• CERAWeek
  • March 18 - 22, 2024

Alfred Griffin

Generate Capital

Senior Managing Director & Head of Credit

Alfred Griffin is Senior Managing Director and Head of Generate Credit at Generate Capital, where he leads the company’s credit lending platform for sustainable infrastructure. Previously, Alfred was founding President of NY Green Bank, a $1 billion New York State-sponsored specialty finance company focused on specialty finance for sustainable infrastructure and clean energy. He led the organization from concept to over $1 billion of investments, making NYGB the largest exclusively focused sustainable infrastructure private credit fund in the United States -- investing in solar, wind, storage, energy efficiency, fuel cells, controlled environment agriculture, sustainable transportation and other proven technologies expected to reduce greenhouse gases. Prior to NY Green Bank, Alfred spent 16 years with Citigroup Global Markets in a variety of structured finance roles in Capital Markets and Investment Banking. He holds bachelor’s and Master of Business Administration degrees from the University of North Carolina, Chapel Hill. He is a Chartered Financial Analyst.
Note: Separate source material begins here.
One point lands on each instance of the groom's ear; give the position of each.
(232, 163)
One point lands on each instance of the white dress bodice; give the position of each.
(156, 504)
Sessions With Alfred Griffin

Thursday, 21 March

  • 03:30pm - 04:10pm (CST) / 21/mar/2024 08:30 pm - 21/mar/2024 09:10 pm

    Capital Choices in Clean Energy: Thinking long, thinking short

    Finance & Investment/Trading & Risk Management

    A few years ago, capital was crowding into cleantech on the theory that the energy transition was accelerating on every vector. The picture has since become more nuanced, with fund managers and institutional investors revolving back to a return’s orientation balanced with investment horizon realism. Clean energy project developers are being asked to show cash flow potential, and new technologies need a demonstrable path to market. Short-cycle investors are focused on margins, while long-cycle investors are still attuned to growth opportunities. How do companies, investors and developers craft their strategies in this new multiple choice capital markets environment?